The awaited parliamentary consultations to designate a new prime minister for Lebanon won’t finally take place on Thursday, October 15th, as planned.
Lebanon’s president just postponed the session for next week, citing requests “from some parliamentary blocs due to difficulties emerging that need to be solved.”
The “difficulties” emerged these past two days with disagreements around Saad Hariri who was expected to be picked as PM during the parliamentary session of October 15th.
Deciding on a prime minister to form a new government is a matter of urgency for Lebanon to tackle its disastrous economic crisis and start the urgent reforms.
However, the political leaders seem only able to agree to disagree as the country plunges into turmoil.

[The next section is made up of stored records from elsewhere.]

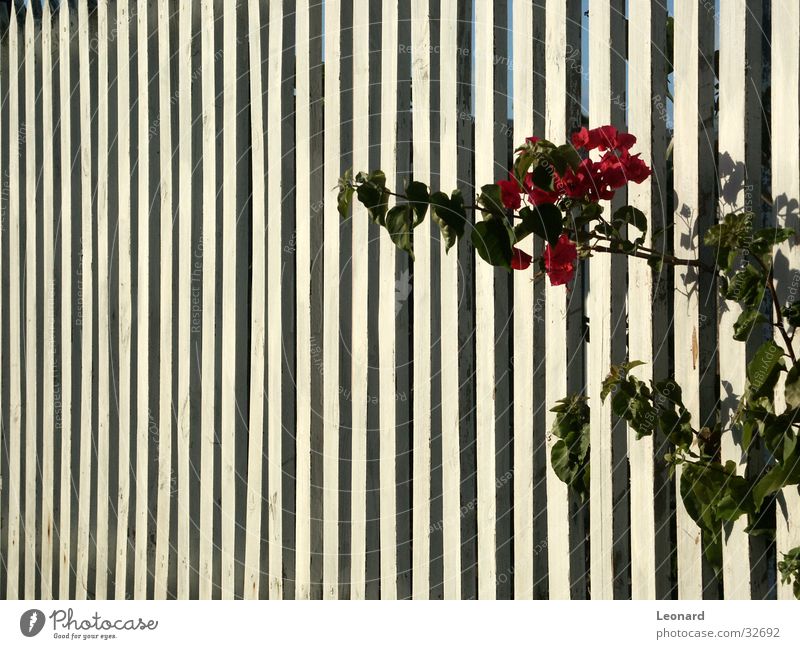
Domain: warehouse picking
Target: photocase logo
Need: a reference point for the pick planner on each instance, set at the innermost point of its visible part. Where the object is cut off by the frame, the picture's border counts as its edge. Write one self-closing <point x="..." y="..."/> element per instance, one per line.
<point x="31" y="622"/>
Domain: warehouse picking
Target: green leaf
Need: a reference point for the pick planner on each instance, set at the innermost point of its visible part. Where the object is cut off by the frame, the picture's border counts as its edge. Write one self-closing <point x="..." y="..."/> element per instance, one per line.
<point x="449" y="215"/>
<point x="543" y="220"/>
<point x="746" y="287"/>
<point x="417" y="194"/>
<point x="730" y="236"/>
<point x="763" y="370"/>
<point x="744" y="324"/>
<point x="792" y="387"/>
<point x="400" y="227"/>
<point x="345" y="195"/>
<point x="629" y="214"/>
<point x="373" y="195"/>
<point x="492" y="241"/>
<point x="792" y="314"/>
<point x="778" y="477"/>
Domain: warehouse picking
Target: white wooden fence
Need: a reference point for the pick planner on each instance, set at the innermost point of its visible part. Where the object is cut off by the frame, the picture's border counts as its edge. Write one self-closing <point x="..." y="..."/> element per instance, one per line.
<point x="213" y="387"/>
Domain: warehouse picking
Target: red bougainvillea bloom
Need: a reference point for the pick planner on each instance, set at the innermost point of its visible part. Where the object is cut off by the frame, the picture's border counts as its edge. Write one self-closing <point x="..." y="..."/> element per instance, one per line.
<point x="603" y="137"/>
<point x="510" y="193"/>
<point x="559" y="261"/>
<point x="520" y="259"/>
<point x="537" y="196"/>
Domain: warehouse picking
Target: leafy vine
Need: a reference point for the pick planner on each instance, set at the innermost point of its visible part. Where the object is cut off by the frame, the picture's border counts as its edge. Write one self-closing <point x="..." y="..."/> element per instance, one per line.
<point x="553" y="192"/>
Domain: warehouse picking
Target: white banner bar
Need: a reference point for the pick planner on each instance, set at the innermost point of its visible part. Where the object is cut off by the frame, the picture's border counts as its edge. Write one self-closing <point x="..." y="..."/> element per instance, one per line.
<point x="401" y="624"/>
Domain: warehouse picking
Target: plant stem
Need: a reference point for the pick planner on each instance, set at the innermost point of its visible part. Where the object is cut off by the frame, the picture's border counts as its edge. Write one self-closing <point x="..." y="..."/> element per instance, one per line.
<point x="669" y="259"/>
<point x="778" y="316"/>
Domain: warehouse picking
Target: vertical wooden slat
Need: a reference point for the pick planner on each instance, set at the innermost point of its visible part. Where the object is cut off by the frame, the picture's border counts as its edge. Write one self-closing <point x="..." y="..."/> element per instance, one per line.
<point x="360" y="341"/>
<point x="228" y="382"/>
<point x="103" y="307"/>
<point x="15" y="335"/>
<point x="185" y="277"/>
<point x="607" y="327"/>
<point x="739" y="145"/>
<point x="420" y="79"/>
<point x="523" y="327"/>
<point x="786" y="189"/>
<point x="448" y="177"/>
<point x="252" y="567"/>
<point x="86" y="308"/>
<point x="562" y="45"/>
<point x="165" y="310"/>
<point x="125" y="296"/>
<point x="304" y="256"/>
<point x="274" y="272"/>
<point x="386" y="307"/>
<point x="209" y="301"/>
<point x="647" y="331"/>
<point x="330" y="340"/>
<point x="143" y="309"/>
<point x="48" y="270"/>
<point x="65" y="517"/>
<point x="484" y="296"/>
<point x="693" y="185"/>
<point x="31" y="320"/>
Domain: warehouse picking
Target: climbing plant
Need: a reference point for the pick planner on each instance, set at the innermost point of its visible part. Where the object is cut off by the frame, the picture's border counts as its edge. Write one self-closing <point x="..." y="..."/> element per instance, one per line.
<point x="554" y="192"/>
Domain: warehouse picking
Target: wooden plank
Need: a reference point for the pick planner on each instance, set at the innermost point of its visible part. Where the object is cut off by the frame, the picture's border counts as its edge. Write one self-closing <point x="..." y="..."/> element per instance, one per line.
<point x="738" y="113"/>
<point x="420" y="80"/>
<point x="164" y="479"/>
<point x="693" y="320"/>
<point x="185" y="277"/>
<point x="65" y="518"/>
<point x="252" y="568"/>
<point x="209" y="300"/>
<point x="48" y="271"/>
<point x="274" y="272"/>
<point x="786" y="189"/>
<point x="359" y="347"/>
<point x="330" y="340"/>
<point x="125" y="297"/>
<point x="14" y="307"/>
<point x="304" y="255"/>
<point x="85" y="309"/>
<point x="143" y="309"/>
<point x="562" y="43"/>
<point x="522" y="34"/>
<point x="448" y="177"/>
<point x="228" y="382"/>
<point x="647" y="333"/>
<point x="484" y="314"/>
<point x="3" y="367"/>
<point x="103" y="309"/>
<point x="31" y="320"/>
<point x="605" y="306"/>
<point x="386" y="308"/>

Leaders of the Lebanese Forces, Samir Geagea, and the Free Patriotic Movement, Gebran Bassil, expressed their reservations about nominating Hariri.
On Tuesday, Bassil criticized Hariri for seeking to form a government based on his pledge to implement French President Macron’s plan, and Geagea said on Wednesday that his parliamentary bloc will not nominate a new prime minister to fill the post.
Hariri had reportedly pledged to support French President Emmanuel Macron’s roadmap “that could unlock billions of dollars of international aid, conditional on major reforms” as reported by Reuters.
Soon after the presidency announced postponing the consultations, the office of the head of the Amal movement, Nabih Berri, issued a statement opposing any delay.
The parliamentary consultation should now take place on October 22nd, as scheduled by the presidency.